Na mesma direção, o presidente da Abeifa, Marcelo de Godoy, reiterou em entrevista coletiva a posição contrária da associação à mudança no teor de etanol.
“Já divulgamos uma nota sobre isso, lembrando que a discussão precisa ser mais ampla. No caso dos importadores, é necessário dialogar com as matrizes para promover os ajustes nos motores a gasolina. O risco é começarmos a ver veículos parados nas vias por causa dessa alteração no teor do combustível”, afirmou Godoy.
Ele destacou ainda que há veículos em circulação que não foram projetados ou adaptados para operar com essa nova proporção de mistura.

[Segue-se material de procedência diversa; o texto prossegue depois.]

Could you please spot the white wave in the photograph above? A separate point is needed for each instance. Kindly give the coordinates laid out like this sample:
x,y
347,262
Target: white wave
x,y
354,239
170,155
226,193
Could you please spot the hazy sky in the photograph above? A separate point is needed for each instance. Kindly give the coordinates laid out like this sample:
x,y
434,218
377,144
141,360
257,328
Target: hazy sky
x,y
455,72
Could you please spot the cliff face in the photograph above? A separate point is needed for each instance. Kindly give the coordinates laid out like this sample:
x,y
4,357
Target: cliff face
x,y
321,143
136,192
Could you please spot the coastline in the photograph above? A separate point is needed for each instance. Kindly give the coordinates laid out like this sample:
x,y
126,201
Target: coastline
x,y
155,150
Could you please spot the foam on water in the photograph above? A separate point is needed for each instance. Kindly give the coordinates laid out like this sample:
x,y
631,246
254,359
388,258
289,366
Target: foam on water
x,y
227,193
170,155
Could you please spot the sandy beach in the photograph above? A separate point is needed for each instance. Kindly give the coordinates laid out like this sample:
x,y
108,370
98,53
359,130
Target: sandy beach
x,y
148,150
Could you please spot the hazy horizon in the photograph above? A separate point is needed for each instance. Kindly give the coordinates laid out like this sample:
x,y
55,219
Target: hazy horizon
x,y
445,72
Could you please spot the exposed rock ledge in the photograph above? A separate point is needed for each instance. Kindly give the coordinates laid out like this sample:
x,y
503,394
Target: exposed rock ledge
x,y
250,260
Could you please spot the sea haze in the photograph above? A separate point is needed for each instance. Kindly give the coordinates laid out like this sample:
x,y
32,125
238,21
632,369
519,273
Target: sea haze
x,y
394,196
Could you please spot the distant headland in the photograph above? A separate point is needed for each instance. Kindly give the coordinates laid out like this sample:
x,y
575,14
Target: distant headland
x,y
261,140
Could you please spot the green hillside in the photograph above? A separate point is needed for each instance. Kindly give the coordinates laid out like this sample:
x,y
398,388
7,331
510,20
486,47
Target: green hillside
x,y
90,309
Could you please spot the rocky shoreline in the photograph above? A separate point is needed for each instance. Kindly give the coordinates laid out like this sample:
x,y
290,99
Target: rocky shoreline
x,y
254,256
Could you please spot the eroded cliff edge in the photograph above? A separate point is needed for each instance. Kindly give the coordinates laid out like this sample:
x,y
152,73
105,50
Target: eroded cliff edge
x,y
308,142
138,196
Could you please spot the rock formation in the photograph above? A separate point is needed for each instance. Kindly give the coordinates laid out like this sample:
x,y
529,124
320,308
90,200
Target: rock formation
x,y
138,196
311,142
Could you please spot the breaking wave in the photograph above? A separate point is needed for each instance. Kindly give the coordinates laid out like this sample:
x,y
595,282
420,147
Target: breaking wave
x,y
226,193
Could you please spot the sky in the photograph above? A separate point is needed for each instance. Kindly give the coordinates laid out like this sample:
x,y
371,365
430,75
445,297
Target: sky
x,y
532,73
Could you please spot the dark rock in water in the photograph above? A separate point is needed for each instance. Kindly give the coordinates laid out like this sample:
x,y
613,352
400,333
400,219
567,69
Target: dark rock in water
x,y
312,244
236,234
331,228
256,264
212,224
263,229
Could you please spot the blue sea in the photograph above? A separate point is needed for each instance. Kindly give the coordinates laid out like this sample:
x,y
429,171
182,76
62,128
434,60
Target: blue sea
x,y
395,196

Segundo o Sindipeças, ao elevar o limite de E30 para E32, a tolerância de mercado pode fazer com que a mistura efetiva chegue a até 34% de etanol anidro (E34).
“Ressalta-se que não foram realizados ensaios com E34, razão pela qual não existem evidências experimentais suficientes sobre o comportamento da frota diante desse teor”, registra a entidade, que representa a indústria brasileira de autopeças.
O Sindipeças conclui a nota reafirmando que está à disposição para colaborar com propostas metodológicas e protocolos que viabilizem os testes necessários, de forma a assegurar a integridade dos motores movidos exclusivamente a gasolina, a segurança veicular e a proteção ao consumidor.